Starcher's team is small. With enrollment right around 1,000 students, Ripley is the smallest school in West Virginia’s large-school Class AAA. There are 20 athletes out for cross country, nine boys and 11 girls. 

“Really, the only teams that we have trouble beating are the schools that are double in population,” Groves said. “We shoot for 45 miles week. It’s way different than when I ran. We don’t run three miles a day and call it good.”

Small numbers and limited venues aside, Starcher has piqued interest in the sport in her community. People in town stay informed about her achievements and attend Ripley’s meets just to watch her run.

“They love her here,” Groves said. “I’m not sure in this community they’ve quite grasped what she’s accomplishing. If she wins the state championship, everyone understands that. Like I tell them, it’s sometimes a bigger accomplishment to win a big meet that has four or five states (represented).”

The community has also stepped in monetarily, supporting Ripley cross country fundraisers to alleviate costs of uniforms, gear and transportation. Groves said that has been especially helpful as Starcher has competed in multiple out-of-state meets the last two years.

“Her whole family has sacrificed tremendously,” Groves said. “We always have the nicest of everything because of our parents and our community.” 

Starcher said she feels that support everywhere she competes, even if Ripley faithful can’t travel with her.

“I never really thought opportunities like this would come from a sport,” Starcher said. “It’s awesome to have a small town behind you. I always know I’m gonna have people rooting for me.”

Starcher is hopeful to continue representing Ripley through December at Foot Locker Nationals in San Diego. She missed a month and a half of training over the summer due to a pain in the upper part of her hamstring, an injury that began flaring late in the spring. Aside from taking a week off, she persevered through the season because Ripley was favored to win a program first Class AAA girls team title (they did win and Starcher claimed four gold medals for the second year in a row). 

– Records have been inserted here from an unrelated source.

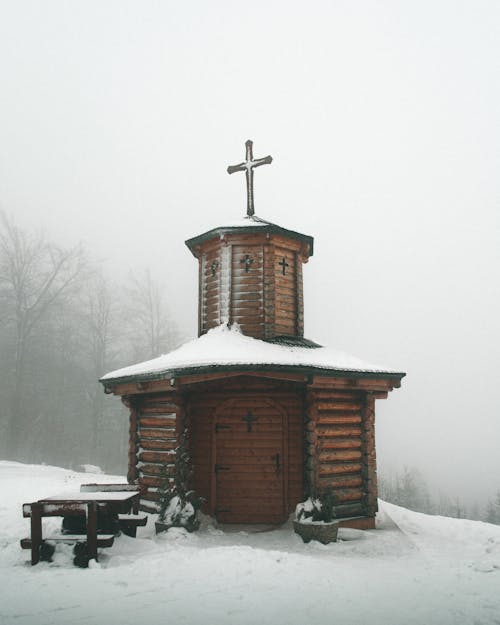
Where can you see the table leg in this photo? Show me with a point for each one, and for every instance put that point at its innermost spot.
(92, 530)
(36, 532)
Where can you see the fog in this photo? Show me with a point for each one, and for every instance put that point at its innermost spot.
(118, 120)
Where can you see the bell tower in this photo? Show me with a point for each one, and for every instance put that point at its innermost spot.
(250, 272)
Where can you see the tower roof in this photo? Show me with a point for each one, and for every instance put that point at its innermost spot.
(250, 224)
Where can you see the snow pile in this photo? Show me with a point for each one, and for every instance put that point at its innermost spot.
(414, 569)
(224, 346)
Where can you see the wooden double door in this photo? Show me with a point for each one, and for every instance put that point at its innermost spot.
(250, 461)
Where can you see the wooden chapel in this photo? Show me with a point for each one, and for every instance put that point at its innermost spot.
(270, 417)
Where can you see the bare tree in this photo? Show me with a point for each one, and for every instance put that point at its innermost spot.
(150, 329)
(35, 277)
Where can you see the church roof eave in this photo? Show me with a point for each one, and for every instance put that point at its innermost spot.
(250, 225)
(270, 367)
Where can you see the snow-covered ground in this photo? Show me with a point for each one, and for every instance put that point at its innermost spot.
(414, 569)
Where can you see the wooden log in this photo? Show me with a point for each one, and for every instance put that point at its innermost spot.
(338, 406)
(328, 431)
(156, 456)
(339, 443)
(151, 444)
(158, 433)
(340, 482)
(339, 456)
(165, 422)
(157, 469)
(341, 419)
(326, 469)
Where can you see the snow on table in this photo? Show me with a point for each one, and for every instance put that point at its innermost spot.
(414, 569)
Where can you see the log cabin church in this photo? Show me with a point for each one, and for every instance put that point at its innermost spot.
(270, 416)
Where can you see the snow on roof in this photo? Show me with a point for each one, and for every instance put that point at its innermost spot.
(227, 347)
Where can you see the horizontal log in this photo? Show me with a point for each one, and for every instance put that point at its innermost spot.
(327, 395)
(165, 422)
(338, 406)
(152, 481)
(346, 495)
(160, 410)
(157, 469)
(158, 433)
(350, 509)
(328, 431)
(151, 496)
(341, 419)
(156, 456)
(338, 456)
(166, 445)
(339, 443)
(340, 482)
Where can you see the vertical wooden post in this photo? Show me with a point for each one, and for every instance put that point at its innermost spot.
(36, 532)
(132, 472)
(92, 530)
(369, 457)
(311, 442)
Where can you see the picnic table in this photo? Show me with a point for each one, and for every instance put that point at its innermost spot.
(89, 506)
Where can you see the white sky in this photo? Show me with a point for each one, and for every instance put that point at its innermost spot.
(118, 120)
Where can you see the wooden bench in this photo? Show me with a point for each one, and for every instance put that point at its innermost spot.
(38, 510)
(128, 522)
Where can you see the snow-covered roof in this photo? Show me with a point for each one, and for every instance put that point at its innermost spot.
(227, 347)
(250, 224)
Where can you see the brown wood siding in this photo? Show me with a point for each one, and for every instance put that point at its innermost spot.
(285, 320)
(247, 296)
(264, 301)
(337, 447)
(159, 417)
(202, 407)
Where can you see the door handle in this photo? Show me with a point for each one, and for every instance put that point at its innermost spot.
(277, 461)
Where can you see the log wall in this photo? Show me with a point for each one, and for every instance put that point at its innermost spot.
(329, 439)
(157, 420)
(340, 449)
(202, 406)
(255, 281)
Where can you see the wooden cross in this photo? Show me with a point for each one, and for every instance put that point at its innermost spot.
(248, 166)
(247, 261)
(284, 265)
(249, 419)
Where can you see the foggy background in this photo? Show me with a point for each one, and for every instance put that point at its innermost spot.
(118, 120)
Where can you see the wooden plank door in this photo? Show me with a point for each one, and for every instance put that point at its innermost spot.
(250, 459)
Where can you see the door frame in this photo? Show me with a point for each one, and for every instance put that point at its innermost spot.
(284, 442)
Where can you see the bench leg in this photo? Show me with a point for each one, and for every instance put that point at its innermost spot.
(92, 530)
(36, 532)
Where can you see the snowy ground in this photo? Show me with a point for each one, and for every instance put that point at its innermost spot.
(415, 569)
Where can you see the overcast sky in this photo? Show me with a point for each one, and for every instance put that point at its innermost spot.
(118, 120)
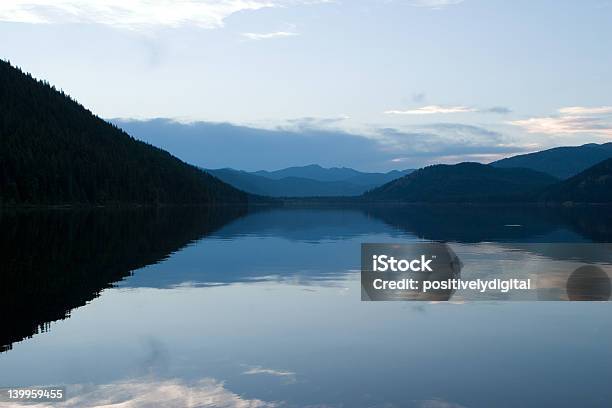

After cautiously easing into this season, Starcher is eyeing several goals. She aspires to help her team and possibly break the course record at West Virginia’s state meet on Oct. 27 in Ona, lower her personal record of 17:28 from last year’s runner-up finish at Foot Locker South Regionals, and improve on last year’s Foot Locker Nationals 29th-place finish.

“I wasn’t really happy with my race there,” Starcher said. “I also wasn’t upset because I was able to make it out there and was fortunate to race with a bunch of awesome girls. This year, I want to be more focused on competing.”

For as much as running means to her, the Groves emphasized that it is one facet of her life. In everything she has seen Starcher pursue, Hilary said she “always has a smile on her face.”

“She’s a good kid all around,” Hilary Groves said. “She’s a good student. She’s involved in her community and her church. Running is a big part of her life, but she’s a full package. The kids really like her and look up to her.” 

Some young Starcher admirers have already had the opportunity to learn from her through a youth running club Starcher started in the summer of 2017. Twice per week beginning in June, Starcher organized hour-long practices with kids fifth grade and younger. She said she created the club because she recognized that she had to travel to Charleston to get started in track, and commuting far away was not an option for several Ripley kids and parents.

“This experience has been super enjoyable and I love being an inspiration to youth in our area and seeing my younger self in some of them as well,” Starcher said.

While they also look forward to her future, her coaches are savoring the present. Starcher may not be as much of a secret outside of West Virginia as before, but the Groves said they genuinely enjoy watching the highest caliber runner they’ve ever coached take the lead at out-of-state meets and prompt stunned expressions from onlookers.

“I love going to these major meets and knowing I have the winner before it even starts,” Jimmy Groves said.